Weißt du: Ich an deiner Stelle würde nun sofort zu Kazuha rennen, sobald ich wieder in Osaka angekommen bin und ihr meine Liebe gestehen.
Denn du weißt nie, ob nicht irgendetwas dazwischenkommt, was alles von heute auf morgen komplett auf den Kopf stellen könnte. Und ob du es dann nicht furchtbar bereust, ihr deine Gefühle nicht offenbart zu haben, als du noch die Chance dazu hattest.«
Aufmerksam hatte Heiji seinem Freund zugehört und sah fasziniert zu ihm herab. »Kudo …« Mehr brachte er nicht zu Stande, und jedes weitere Wort war in diesen Sekunden auch überflüssig. Nur eine sichere Gewissheit lag in der Luft: Conan hatte recht. In allen Punkten.
Sie schreckten hoch, als sie ein Geräusch aus dem Flur vernahmen. Kurz darauf erschien Ran am Türrahmen.
Für den Bruchteil einer Sekunde konnte Conan sie nur entgeistert anstarren. Wie lange war sie schon hier? Hatte sie etwa alles mitgehört?
Auch Heiji wurde leichenblass, was durch seine dunkle Hautfarbe nur noch mehr auffiel. Conan fand sich zuerst wieder und begrüßte Ran fröhlich, als wäre nichts gewesen. Und wieder tat er es. Wieder machte er gute Miene zum bösen Spiel. Als hätte er sein ganzes Leben lang nichts anderes getan.
Dafür hätte er sich im gleichen Moment selbst ohrfeigen können.
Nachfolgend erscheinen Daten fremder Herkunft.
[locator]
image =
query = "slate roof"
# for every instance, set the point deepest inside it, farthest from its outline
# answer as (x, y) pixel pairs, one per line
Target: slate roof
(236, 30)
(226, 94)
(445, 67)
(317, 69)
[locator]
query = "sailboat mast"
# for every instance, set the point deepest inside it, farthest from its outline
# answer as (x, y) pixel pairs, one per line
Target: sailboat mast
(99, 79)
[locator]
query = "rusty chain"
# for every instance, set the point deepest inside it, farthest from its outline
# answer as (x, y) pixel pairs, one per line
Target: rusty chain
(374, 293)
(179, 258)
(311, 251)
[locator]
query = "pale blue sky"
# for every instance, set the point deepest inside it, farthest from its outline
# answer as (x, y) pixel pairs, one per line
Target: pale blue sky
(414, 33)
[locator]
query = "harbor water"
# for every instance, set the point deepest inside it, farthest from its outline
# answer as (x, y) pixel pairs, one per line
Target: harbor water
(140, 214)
Auch bei der Oberschülerin bildete sich ein freundliches Lächeln. »Hallo Conan! Hallo Heiji! Das ist ja eine angenehme Überraschung, dass du uns mal wieder spontan besuchen kommst. Kazuha hast du nicht mitgebracht?«
Heiji befreite sich ebenfalls aus seiner Starre und stand ihr Rede und Antwort. »Nein, ich bin hier wegen eines Falls, der sich bis nach Tokyo erstreckt hat und wollte Kazuha da nicht unbedingt mitnehmen. Ja, und da habe ich mir gedacht, dass ich euch mal einen kurzen Besuch abstatte.«
»Du hast sicher Hunger, oder? Ich koche uns gleich mal etwas.« Gut gelaunt verschwand Ran in die Küche.
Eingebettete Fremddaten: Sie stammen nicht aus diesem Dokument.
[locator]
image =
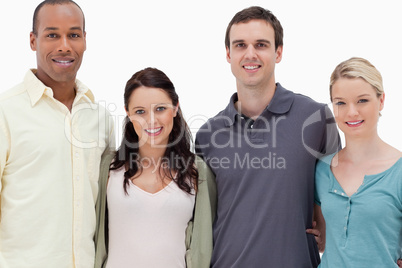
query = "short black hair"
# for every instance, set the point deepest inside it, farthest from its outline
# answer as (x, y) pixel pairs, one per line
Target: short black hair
(51, 2)
(256, 13)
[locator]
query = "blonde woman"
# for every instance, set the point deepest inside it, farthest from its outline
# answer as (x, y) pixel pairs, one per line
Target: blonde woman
(359, 188)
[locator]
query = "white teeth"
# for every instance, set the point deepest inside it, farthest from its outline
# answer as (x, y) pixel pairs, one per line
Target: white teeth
(251, 67)
(354, 123)
(153, 131)
(63, 61)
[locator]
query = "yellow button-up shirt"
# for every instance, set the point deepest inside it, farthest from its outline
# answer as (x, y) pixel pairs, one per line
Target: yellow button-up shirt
(49, 167)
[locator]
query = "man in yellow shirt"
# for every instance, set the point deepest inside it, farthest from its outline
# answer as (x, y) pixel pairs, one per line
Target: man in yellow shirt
(52, 138)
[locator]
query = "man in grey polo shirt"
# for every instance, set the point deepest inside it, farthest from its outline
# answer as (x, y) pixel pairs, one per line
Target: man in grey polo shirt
(263, 148)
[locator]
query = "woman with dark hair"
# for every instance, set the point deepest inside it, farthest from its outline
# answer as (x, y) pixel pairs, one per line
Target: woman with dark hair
(160, 197)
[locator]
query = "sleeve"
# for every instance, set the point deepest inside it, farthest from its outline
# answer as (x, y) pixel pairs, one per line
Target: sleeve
(101, 235)
(5, 142)
(4, 146)
(316, 194)
(199, 236)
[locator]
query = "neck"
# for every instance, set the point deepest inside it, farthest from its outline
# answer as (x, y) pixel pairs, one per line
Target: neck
(362, 149)
(252, 101)
(62, 91)
(151, 154)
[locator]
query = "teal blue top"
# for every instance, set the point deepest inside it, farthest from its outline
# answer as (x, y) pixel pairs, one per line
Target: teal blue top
(365, 229)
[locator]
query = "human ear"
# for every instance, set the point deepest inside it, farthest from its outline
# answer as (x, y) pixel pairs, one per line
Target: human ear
(32, 41)
(228, 54)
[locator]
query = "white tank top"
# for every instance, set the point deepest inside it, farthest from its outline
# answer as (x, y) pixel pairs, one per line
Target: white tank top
(147, 230)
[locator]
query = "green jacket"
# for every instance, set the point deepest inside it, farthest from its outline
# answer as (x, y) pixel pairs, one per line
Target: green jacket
(198, 233)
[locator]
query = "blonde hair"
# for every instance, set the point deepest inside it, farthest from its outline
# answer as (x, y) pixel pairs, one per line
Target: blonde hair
(358, 68)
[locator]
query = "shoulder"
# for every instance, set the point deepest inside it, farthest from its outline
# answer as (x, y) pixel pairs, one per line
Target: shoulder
(202, 167)
(12, 94)
(325, 162)
(307, 102)
(217, 122)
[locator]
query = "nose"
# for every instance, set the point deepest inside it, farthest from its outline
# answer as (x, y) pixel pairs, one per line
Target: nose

Die beiden Detektive tauschten einen erleichterten Blick aus. Zum Glück schien sie nichts von ihrem vorherigen Gespräch mitbekommen zu haben.
Das hätte gewaltig ins Auge gehen können. Da waren sie gerade noch einmal glimpflich davongekommen und hatten wohl mehr Glück als Verstand.